Историю искусств и природы, измененной и переделанной человеком, то есть экспериментальную историю, мы делим на три части Эта история строится или на материале механических искусств, или прикладной стороны свободных искусств, или на многочисленном практическом и опытном материале, не получившем еще оформления в каком-либо специальном искусстве, более того, это могут быть самые обычные, обыденные вещи, вообще не нуждающиеся в искусстве. А поэтому, если из всего названного нами, то есть из обычных явлений, исключительных явлений, искусств и экспериментов, будет создана история, то, по-видимому, в этом случае ничто не окажется упущенным из того, о чем чувства способны информировать интеллект. И мы больше не будем как заколдованные плясать все в одном и том же тесном кругу, но охватим своей мыслью весь мир.

V

Среди названных нами разделов истории особенно важна история искусств, потому что она показывает вещи в движении и прямее ведет к практике. Более того, она срывает маску и покров с природных явлений, в большинстве случаев затемненных и скрытых за пестротой форм и внешних проявлений. В конце концов насилие, совершаемое искусством, поистине подобно оковам и наручникам Протея, предающим последние усилия и попытки материи сопротивляться. Ведь тело не желает погибнуть и исчезнуть, скорее оно изменится в другие формы. Поэтому, отбросив всякое высокомерие и пренебрежение, мы должны приложить максимум усилий к созданию этой истории, хотя и механической и, как может показаться, недостаточно благородной.

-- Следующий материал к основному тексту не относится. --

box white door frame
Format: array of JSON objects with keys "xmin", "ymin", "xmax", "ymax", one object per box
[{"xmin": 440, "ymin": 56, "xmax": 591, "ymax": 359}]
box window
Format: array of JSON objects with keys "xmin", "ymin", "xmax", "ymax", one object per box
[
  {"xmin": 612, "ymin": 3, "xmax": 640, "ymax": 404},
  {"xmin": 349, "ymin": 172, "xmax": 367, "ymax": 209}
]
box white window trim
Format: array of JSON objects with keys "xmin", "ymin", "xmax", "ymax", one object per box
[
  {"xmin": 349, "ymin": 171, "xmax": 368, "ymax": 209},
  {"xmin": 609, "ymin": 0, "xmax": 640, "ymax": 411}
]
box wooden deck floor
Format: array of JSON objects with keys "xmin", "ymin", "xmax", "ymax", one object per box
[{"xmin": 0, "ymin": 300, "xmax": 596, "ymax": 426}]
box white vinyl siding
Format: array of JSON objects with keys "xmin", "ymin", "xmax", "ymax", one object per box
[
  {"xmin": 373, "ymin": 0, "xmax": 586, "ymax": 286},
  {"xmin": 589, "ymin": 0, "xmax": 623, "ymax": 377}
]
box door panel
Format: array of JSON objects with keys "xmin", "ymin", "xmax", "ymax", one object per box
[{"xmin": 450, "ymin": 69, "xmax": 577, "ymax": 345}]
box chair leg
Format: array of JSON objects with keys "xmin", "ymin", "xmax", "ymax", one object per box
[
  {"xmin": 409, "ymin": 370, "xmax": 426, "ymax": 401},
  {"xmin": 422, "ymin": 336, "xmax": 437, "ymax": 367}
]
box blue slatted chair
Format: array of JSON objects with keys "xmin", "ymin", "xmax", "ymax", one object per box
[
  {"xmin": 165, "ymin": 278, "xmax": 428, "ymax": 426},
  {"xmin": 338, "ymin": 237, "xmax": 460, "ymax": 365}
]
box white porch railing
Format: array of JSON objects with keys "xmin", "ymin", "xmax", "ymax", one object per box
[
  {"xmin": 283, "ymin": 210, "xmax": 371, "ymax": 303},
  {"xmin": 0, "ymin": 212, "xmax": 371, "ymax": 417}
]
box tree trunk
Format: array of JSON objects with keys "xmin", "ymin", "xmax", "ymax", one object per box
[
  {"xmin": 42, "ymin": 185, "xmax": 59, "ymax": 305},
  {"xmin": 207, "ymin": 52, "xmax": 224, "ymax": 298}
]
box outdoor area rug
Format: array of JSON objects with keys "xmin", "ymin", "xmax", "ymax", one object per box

С другой стороны, среди искусств особенно важны для нас те, которые имеют дело с естественными телами и материалами вещей, изменяют и переделывают их, такие, как земледелие, кулинария, химия, крашение, изготовление стекла, эмали, сахара, пороха, искусственных огней, бумаги и т. п. Сравнительно менее полезны будут для нас те ремесла, которые требуют главным образом тонкости работы рук и инструментов, такие, например, как ткачество, кузнечное дело, строительство зданий, мельничное дело, работа часовщиков и тому подобное, хотя и ими никоим образом не следует пренебрегать, во-первых, потому, что и здесь встречается многое, имеющее отношение к видоизменениям природных тел, а во-вторых, потому, что они дают обширную информацию о движении переноса (de motu lationis), а это — вещь огромной важности, имеющая отношение к большинству явлений.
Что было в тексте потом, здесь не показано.